We recently had something of a reckoning with our own identity as a digital humanities center - I think our reputation is largely as a DH center, but only about a third of our staff identified as DH. We’re still trying to reckon with this, but you caught a glimpse of it in how I defined what we do at the beginning of the talk. These definitional issues draw boundaries for people, and administrative choices can more explicitly delimit your community in exclusionary ways. From the student side of things, we work extensively with graduate students, but less so with undergraduates. MA students have a more difficult time finding their way into our named programs, and humanities-minded students in the sciences, architecture school, and others have bureaucratic difficulties to working with us. They still can, but the occasions are different. Much of my energy these days is spent trying to be more inclusive and inviting, both in abstract ways but also by dealing with red tape that throws up real barriers for people.
Point 3: A diverse community requires varied types of support.
Those different groups I mentioned? They all have different circumstances. MA students and PhD students, for example, all have different lived realities, positions in the university, goals, and needs. We’re constantly thinking about what meaningful units of support are – course credits, wages, stipends to offset teaching requirements. But there are also other things that are meaningful – help with professional development, emotional support, showing up for their dissertation defenses, etc. All of these things matter, but they matter in different ways to different people (and they cost different things to us as staff). This cuts across different areas of work as well. You can’t think about just one public or just one student body or just one monolithic Faculty with a capital F. It’s important to work across all these categories.

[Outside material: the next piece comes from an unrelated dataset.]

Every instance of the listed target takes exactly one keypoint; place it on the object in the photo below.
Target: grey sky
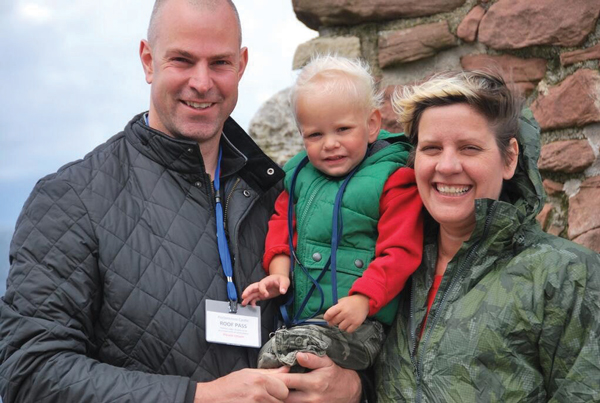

Point 4: Community members will leave.
A variation of point one. We do a disservice to our students and our community members if we are not thinking about what comes next for them. For our staff, it means encouraging professional development and recognizing that if they leave to go on to better things that means we’ve done our job well. For colleagues in precarious positions it means trying to advocate for the best possible circumstances for them we can, working against toxic systems that place them in such positions, and elevating their work and voices. For students in the Scholars’ Lab, this means engaging with a program called PHD+ that tries to prepare students for diverse career outcomes after graduating. It means having frank conversations with them about precarious labor in academia and in DH.

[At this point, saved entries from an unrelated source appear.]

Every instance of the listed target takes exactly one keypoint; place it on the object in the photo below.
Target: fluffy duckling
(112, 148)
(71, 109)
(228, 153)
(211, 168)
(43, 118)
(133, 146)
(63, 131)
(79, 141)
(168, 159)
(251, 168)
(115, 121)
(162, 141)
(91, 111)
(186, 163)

Point 5: We can always be better.
How can we be better? That’s the animating question that has been hovering behind all my comments so far and that drives my thinking on our student programs. For me, this means consistently re-reading and re-consulting the Postdoctoral Bill of Rights and the UCLA Student Collaborator Bill of Rights as touchstones for what we do. And groups like AADHum and DH-WoGeM are doing so much to elevate important conversations that we try (and will keep trying) to bring into our work in the lab. There are systemic forces structuring the way we interact with our community - and the way you interact with yours. Pushing back against them should be part of the long-term plans for a lab’s work. Even if things seem to be going well in a general sense, someone in your community is struggling.

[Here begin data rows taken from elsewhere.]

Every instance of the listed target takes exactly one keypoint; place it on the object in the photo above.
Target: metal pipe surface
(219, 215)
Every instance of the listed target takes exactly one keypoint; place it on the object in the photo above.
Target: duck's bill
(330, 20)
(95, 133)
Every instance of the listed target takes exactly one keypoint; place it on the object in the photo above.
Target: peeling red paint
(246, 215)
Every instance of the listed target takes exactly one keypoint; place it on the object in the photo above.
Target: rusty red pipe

Because talking about the life of a lab is really secondary to talking about the life -the lives - in a lab. We have a responsibility to do right by those people whom we teach, employ, collaborate with. This means approaching issues of infrastructure and administration with a sense of the lived impact these decisions have. We can always be better - there is always work to be done. That’s the work that we’re engaged in right now in the Lab.
I’m happy to talk more. For now I’ll yield to the rest of the group.